Likewise, product-specific standards like those put forth by non-governmental organizations, such as those of the U.S. Pharmacopeia (USP), can serve an important role for “small molecule” drugs that are relatively easily standardized and characterized. Manufacturers follow USP standards called monographs for many FDA-approved drugs. However, when it comes to biological products (including biosimilars) — the requirement to adhere to a monograph may actually hinder progress while not offering additional quality assurances.

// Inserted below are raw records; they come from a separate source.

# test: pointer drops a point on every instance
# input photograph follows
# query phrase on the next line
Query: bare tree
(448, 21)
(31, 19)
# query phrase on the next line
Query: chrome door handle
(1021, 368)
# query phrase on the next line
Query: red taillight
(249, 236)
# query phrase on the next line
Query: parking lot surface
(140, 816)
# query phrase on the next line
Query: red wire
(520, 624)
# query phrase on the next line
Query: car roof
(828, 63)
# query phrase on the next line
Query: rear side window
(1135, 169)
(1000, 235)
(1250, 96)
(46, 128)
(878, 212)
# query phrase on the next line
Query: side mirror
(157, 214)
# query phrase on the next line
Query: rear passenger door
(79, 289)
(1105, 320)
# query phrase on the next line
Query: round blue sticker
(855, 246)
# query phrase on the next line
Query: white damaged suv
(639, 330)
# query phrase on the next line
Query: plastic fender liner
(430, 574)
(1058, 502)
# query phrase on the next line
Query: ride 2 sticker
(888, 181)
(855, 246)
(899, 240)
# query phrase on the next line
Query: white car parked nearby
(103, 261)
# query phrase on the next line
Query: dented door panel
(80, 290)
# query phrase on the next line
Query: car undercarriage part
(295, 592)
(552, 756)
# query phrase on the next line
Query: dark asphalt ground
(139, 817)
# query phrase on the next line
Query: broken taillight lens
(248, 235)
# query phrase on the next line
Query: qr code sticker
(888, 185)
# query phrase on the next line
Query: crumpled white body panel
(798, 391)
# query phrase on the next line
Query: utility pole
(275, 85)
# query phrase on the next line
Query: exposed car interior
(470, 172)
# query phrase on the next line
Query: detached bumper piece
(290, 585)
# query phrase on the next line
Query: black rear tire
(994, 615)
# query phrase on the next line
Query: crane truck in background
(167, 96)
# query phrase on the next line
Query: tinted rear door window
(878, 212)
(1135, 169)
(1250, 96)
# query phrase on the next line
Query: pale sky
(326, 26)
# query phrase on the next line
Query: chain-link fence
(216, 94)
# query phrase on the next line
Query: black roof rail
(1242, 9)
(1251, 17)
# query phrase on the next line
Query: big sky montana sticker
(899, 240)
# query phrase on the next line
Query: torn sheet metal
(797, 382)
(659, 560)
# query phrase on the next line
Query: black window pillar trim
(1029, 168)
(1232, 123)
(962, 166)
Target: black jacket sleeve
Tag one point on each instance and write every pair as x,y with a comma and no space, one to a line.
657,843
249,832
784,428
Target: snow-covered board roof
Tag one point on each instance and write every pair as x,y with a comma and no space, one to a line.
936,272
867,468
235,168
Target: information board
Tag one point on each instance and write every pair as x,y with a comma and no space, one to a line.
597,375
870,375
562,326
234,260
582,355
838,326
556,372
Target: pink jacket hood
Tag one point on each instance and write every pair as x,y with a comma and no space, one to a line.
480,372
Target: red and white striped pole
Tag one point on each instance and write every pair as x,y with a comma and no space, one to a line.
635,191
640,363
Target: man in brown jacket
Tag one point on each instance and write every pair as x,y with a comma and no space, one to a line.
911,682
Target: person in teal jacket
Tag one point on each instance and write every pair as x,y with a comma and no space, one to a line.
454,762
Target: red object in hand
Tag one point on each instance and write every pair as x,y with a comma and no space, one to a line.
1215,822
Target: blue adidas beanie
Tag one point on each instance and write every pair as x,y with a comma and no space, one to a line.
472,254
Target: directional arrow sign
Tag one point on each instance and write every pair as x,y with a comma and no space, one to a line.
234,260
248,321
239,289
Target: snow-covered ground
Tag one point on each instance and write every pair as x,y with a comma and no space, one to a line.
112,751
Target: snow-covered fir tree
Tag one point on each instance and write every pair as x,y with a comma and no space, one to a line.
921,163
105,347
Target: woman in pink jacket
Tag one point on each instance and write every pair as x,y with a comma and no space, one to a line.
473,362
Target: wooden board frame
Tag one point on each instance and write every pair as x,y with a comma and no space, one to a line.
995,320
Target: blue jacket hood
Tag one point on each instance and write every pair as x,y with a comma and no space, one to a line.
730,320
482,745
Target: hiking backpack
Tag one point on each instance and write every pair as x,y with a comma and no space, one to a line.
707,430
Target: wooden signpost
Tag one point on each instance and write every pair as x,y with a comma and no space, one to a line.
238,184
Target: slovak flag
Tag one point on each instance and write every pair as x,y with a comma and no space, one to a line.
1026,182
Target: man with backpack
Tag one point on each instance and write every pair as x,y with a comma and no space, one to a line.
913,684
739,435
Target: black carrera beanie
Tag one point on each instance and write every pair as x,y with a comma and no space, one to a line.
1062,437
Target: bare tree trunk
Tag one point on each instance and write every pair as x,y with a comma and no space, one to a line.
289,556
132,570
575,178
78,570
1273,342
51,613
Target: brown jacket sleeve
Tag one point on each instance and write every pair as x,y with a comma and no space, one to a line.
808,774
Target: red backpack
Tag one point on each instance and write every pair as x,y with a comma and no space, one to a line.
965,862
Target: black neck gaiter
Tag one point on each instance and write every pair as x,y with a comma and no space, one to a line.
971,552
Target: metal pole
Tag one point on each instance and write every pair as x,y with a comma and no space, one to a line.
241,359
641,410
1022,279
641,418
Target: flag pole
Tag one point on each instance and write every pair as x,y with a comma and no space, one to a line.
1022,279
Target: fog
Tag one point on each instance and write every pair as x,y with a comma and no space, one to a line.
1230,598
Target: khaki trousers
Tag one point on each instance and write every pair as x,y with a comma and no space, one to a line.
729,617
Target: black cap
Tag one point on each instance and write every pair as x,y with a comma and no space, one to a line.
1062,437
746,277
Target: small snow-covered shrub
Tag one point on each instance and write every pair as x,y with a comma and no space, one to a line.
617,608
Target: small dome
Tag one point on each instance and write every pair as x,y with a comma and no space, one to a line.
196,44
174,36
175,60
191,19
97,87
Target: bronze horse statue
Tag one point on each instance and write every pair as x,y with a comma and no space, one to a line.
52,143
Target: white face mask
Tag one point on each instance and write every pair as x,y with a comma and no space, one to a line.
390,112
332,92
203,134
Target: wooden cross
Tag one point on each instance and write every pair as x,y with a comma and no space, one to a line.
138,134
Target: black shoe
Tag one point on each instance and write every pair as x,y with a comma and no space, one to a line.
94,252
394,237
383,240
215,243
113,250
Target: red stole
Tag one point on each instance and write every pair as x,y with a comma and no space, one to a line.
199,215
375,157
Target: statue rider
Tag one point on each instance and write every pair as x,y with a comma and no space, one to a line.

The FDA already has standards in place to ensure the safety, purity, and potency (safety and effectiveness) of biological products, including biosimilar and interchangeable products. Requiring compliance with a monograph issued by a non-governmental entity can make a sponsor conform to two standards when only one is needed — potentially extending review time and delaying the time it takes for approval. Further, the USP monograph can be used by sponsors to gain an advantage for their product over others, based on patented manufacturing processes or tests and — in some cases — outdated technology. This is an example of the kind of redundancy and unnecessary burden within a regulatory approval pathway that the FDA seeks to avoid. Details of the potential effects of the USP monograph system on the development of future biological products, including biosimilars, are available in this CDER Conversations article.
Supporting voluntary standards for biological products
The FDA supports development of voluntary standards by USP and other consensus standards organizations, as this is consistent with the FDA’s flexible approach and can meet the needs of evaluating complex and diverse biologics. Our goal includes making sure that patients can access and afford these treatments, which often can mean the difference between life and death. And our efforts are designed to do that while maintaining the FDA’s gold standard of safety and effectiveness.
We are pleased to see our 20th biosimilar approval. It inspires all of us at the FDA to embrace the important work that lies ahead to safely and quickly facilitate the delivery of medical products to patients.